Pointer to attach?

Am I understanding this correctly? When the attach() method is called in the following code snip, the returned value is a pointer to this Servo instance's attach overridden function? My reason in asking is I want to tweak the class a bit so that when a Servo gets attached it attaches with a pulse width at servo center and a frame timing in the realm of acceptability for a standard servo. As the class stands as shipped if Servo.write has not been called before the attach the pulse rates are way off the chart for a servo and can result in cremating the servo. From what I have observed from several other servo related posts coupled with visually inspecting the waveforms at the servo pin is that the pulse times are so short execution never returns to the user's code. This only happens when the class is packaged in another class.

uint8_t Servo::attach(int pin)
{
  return this->attach(pin, MIN_PULSE_WIDTH, MAX_PULSE_WIDTH);
}

ajofscott:
Am I understanding this correctly? When the attach() method is called in the following code snip, the returned value is a pointer to this Servo instance's attach overridden function?

No, it's returning the result of the call to the attach() method that takes three arguments.

'this' is the pointer to the servo object. 'this->attach()' is a call to one of the attach() methods of the object.
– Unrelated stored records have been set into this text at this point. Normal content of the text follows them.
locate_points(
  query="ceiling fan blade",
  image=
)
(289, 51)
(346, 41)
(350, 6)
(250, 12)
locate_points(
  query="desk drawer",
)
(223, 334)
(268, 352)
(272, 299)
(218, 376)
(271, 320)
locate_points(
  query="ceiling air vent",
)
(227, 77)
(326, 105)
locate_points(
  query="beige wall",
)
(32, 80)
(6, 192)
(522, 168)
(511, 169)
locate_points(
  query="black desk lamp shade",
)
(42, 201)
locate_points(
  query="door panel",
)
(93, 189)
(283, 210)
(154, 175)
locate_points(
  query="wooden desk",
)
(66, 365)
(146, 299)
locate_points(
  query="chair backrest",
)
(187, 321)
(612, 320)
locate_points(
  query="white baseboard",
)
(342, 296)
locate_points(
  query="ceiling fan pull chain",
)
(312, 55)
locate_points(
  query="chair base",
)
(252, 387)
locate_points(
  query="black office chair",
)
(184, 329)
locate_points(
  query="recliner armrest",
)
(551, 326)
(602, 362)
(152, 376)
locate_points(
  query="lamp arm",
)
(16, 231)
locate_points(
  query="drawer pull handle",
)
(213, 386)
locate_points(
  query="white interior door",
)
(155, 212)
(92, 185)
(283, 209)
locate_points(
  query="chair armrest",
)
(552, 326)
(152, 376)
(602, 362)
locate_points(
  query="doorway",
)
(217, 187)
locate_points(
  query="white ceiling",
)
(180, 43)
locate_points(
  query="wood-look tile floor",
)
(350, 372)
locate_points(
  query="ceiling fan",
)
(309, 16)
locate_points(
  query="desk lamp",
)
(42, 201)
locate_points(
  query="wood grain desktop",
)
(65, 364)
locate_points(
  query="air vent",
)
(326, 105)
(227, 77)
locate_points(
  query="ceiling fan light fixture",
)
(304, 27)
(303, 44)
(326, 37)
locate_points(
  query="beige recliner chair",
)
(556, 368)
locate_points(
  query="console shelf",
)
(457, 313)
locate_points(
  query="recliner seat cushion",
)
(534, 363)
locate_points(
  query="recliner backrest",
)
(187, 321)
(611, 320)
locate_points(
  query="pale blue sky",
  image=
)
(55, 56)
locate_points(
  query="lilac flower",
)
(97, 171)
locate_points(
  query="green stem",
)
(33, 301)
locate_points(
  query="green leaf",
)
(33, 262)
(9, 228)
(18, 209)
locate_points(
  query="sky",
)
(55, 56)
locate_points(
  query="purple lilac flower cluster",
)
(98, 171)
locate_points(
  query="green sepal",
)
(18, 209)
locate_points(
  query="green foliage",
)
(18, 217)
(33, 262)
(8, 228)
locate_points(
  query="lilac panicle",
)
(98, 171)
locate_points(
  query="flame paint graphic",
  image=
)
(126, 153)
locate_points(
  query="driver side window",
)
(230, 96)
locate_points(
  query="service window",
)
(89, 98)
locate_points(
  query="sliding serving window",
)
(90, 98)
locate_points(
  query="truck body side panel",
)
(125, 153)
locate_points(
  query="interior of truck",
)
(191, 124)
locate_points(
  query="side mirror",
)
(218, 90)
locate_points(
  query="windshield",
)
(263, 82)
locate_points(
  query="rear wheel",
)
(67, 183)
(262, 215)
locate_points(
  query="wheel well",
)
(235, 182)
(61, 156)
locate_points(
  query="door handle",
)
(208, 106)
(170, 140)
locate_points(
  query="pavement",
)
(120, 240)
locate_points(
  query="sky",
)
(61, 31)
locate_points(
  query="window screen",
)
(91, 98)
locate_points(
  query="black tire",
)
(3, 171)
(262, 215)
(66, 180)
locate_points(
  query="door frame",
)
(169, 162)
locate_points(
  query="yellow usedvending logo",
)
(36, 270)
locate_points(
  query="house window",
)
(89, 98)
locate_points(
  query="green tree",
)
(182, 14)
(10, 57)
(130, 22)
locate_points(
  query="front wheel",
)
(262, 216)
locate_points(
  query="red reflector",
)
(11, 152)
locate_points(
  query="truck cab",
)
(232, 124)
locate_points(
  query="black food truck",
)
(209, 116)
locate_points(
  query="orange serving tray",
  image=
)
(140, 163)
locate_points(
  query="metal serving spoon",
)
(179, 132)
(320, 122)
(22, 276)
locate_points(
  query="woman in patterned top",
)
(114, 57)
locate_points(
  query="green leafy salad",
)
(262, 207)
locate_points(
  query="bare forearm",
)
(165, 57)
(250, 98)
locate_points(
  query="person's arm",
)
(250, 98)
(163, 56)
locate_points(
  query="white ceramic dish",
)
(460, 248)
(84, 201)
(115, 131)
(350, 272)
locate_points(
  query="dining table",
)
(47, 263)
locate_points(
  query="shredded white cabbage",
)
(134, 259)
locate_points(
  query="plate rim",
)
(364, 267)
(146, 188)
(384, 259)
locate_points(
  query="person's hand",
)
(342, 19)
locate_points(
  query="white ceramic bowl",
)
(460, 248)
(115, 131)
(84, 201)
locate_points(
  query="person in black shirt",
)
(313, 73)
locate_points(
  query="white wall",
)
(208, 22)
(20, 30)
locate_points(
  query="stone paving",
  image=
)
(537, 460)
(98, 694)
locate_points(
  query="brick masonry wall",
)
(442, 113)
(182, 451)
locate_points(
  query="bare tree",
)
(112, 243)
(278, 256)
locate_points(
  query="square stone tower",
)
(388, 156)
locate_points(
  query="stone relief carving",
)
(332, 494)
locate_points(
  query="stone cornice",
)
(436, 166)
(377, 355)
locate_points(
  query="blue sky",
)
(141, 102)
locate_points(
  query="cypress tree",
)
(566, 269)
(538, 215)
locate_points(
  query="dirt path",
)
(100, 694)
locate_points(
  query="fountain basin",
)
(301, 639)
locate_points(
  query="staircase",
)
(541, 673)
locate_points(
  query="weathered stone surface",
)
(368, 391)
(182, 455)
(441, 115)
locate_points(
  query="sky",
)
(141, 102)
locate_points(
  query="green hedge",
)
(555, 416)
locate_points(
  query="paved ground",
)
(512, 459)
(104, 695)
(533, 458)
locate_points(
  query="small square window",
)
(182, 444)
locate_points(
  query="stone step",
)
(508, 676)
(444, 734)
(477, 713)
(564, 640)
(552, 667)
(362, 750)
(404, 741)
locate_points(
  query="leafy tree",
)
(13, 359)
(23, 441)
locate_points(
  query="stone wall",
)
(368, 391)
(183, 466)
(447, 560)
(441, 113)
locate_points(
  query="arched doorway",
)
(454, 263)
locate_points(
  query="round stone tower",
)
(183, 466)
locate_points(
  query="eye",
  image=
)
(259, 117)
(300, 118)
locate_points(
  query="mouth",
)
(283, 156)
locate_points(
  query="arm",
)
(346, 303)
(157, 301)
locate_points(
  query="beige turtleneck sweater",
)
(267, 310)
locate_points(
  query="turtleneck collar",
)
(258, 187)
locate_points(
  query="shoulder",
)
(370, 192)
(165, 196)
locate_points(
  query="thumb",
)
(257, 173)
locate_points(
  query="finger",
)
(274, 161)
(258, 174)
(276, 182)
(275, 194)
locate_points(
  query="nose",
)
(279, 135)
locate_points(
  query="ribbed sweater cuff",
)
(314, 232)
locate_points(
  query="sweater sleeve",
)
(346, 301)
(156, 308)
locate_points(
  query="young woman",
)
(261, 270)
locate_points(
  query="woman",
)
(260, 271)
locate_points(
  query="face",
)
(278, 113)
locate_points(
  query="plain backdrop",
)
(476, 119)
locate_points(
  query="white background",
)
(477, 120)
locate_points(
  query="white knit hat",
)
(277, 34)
The particular attach() method is chosen by the number and type of arguments.

This function makes myServo.attach(pin); equivalent to myServo.attach(pin, 544, 2400);

There are two attach() methods in the Servo class - the one you showed, and the one that that one calls, with three arguments. Whatever value the other function returns is returned by the one shown. That value is not a pointer.

Ok got it, return is returning the function return from an internal call to an exposed method.